A low-cost machine learning-based cardiovascular/stroke risk assessment system: integration of conventional factors with image phenotypes

Cardiovasc Diagn Ther. 2019 Oct;9(5):420-430. doi: 10.21037/cdt.2019.09.03.

Abstract

Background: Most cardiovascular (CV)/stroke risk calculators using the integration of carotid ultrasound image-based phenotypes (CUSIP) with conventional risk factors (CRF) have shown improved risk stratification compared with either method. However such approaches have not yet leveraged the potential of machine learning (ML). Most intelligent ML strategies use follow-ups for the endpoints but are costly and time-intensive. We introduce an integrated ML system using stenosis as an endpoint for training and determine whether such a system can lead to superior performance compared with the conventional ML system.

Methods: The ML-based algorithm consists of an offline and online system. The offline system extracts 47 features which comprised of 13 CRF and 34 CUSIP. Principal component analysis (PCA) was used to select the most significant features. These offline features were then trained using the event-equivalent gold standard (consisting of percentage stenosis) using a random forest (RF) classifier framework to generate training coefficients. The online system then transforms the PCA-based test features using offline trained coefficients to predict the risk labels on test subjects. The above ML system determines the area under the curve (AUC) using a 10-fold cross-validation paradigm. The above system so-called "AtheroRisk-Integrated" was compared against "AtheroRisk-Conventional", where only 13 CRF were considered in a feature set.

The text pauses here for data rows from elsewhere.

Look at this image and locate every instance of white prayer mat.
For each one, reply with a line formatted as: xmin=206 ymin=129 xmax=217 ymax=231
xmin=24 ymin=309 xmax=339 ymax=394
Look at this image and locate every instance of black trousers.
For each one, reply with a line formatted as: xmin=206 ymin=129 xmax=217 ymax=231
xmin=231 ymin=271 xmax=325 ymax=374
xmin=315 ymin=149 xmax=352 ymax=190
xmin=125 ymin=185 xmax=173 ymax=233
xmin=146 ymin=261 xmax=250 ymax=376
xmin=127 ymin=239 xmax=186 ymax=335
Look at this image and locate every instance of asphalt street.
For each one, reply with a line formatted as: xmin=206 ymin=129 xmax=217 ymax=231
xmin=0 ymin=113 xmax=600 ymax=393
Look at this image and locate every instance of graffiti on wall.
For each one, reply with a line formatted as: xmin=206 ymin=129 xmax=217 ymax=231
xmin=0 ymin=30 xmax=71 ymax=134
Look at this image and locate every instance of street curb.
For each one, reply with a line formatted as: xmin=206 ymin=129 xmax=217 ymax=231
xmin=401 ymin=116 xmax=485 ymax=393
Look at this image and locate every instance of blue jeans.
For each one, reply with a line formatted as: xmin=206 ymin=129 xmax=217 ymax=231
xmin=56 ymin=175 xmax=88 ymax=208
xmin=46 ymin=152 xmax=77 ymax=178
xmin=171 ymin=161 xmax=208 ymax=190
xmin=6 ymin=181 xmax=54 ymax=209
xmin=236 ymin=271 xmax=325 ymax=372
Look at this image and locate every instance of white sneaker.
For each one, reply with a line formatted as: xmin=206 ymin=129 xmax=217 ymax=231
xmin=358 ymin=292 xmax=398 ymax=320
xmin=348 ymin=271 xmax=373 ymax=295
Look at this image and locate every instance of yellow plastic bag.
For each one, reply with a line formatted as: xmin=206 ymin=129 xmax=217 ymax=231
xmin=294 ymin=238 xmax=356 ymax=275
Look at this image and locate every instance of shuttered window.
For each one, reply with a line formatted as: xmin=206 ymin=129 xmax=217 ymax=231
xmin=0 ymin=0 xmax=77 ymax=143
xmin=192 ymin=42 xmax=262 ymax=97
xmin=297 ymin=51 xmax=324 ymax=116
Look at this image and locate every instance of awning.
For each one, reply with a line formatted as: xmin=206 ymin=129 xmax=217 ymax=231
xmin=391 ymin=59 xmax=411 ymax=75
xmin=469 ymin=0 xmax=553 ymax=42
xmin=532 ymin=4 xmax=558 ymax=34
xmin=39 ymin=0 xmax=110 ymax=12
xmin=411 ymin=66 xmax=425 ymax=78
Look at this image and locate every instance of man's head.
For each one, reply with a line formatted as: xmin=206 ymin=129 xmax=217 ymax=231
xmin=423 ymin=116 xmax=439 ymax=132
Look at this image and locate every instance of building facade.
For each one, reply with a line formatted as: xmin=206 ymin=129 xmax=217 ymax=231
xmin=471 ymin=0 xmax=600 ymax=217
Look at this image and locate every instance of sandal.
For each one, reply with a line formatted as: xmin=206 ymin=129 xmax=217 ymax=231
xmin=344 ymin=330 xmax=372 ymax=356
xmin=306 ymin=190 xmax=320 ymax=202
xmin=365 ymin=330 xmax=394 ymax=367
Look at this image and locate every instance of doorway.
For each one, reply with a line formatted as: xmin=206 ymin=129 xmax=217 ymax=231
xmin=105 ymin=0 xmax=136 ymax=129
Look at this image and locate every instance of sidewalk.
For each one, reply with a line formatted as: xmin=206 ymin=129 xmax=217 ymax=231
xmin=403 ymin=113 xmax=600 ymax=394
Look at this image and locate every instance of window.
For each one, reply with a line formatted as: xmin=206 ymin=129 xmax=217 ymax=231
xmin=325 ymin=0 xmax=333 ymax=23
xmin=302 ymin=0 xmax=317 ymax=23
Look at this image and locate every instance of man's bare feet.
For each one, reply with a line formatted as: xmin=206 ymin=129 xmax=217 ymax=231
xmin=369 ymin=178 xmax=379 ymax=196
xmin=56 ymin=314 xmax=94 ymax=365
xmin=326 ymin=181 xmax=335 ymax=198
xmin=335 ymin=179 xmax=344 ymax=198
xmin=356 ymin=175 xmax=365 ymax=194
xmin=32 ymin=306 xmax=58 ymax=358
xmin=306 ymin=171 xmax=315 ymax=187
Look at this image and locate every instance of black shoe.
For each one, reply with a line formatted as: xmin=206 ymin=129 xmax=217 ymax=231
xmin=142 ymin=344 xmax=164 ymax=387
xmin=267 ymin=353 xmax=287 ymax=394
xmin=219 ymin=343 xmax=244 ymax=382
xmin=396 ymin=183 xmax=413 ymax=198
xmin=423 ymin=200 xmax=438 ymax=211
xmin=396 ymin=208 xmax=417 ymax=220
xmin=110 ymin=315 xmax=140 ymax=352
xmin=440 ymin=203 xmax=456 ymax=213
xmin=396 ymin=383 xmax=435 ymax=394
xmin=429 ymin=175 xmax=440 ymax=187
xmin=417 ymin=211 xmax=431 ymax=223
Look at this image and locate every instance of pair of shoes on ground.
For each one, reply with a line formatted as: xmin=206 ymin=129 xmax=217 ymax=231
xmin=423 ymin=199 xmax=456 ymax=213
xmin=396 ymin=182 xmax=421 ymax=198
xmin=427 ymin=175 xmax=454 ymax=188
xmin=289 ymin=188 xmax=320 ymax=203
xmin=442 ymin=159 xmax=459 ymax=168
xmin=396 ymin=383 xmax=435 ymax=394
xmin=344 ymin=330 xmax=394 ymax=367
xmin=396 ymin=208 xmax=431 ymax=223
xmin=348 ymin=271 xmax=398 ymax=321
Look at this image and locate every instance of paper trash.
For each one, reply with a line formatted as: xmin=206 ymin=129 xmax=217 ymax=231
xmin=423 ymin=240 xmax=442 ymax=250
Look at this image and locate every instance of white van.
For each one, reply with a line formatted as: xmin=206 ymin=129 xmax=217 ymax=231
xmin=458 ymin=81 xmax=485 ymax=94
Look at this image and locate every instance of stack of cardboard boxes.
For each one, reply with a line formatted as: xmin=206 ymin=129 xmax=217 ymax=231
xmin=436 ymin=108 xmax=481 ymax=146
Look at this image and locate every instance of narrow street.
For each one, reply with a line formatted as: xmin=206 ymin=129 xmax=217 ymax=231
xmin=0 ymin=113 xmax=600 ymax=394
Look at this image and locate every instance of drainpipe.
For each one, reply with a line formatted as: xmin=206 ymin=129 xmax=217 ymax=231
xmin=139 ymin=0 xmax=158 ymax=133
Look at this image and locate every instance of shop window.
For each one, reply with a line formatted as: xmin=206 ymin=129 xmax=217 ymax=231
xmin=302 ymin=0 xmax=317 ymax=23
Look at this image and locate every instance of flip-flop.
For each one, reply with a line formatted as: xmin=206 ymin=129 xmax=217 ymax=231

Results: Left and right common carotid arteries of 202 Japanese patients (Toho University, Japan) were retrospectively examined to obtain 395 ultrasound scans. AtheroRisk-Integrated system [AUC =0.80, P<0.0001, 95% confidence interval (CI): 0.77 to 0.84] showed an improvement of ~18% against AtheroRisk-Conventional ML (AUC =0.68, P<0.0001, 95% CI: 0.64 to 0.72).

Conclusions: ML-based integrated model with the event-equivalent gold standard as percentage stenosis is powerful and offers low cost and high performance CV/stroke risk assessment.

Keywords: 10-year risk; Atherosclerosis; cardiovascular disease (CVD); carotid intima-media thickness (cIMT); carotid stenosis; carotid ultrasound (CUS); conventional risk factors (CRF); machine learning (ML); stroke.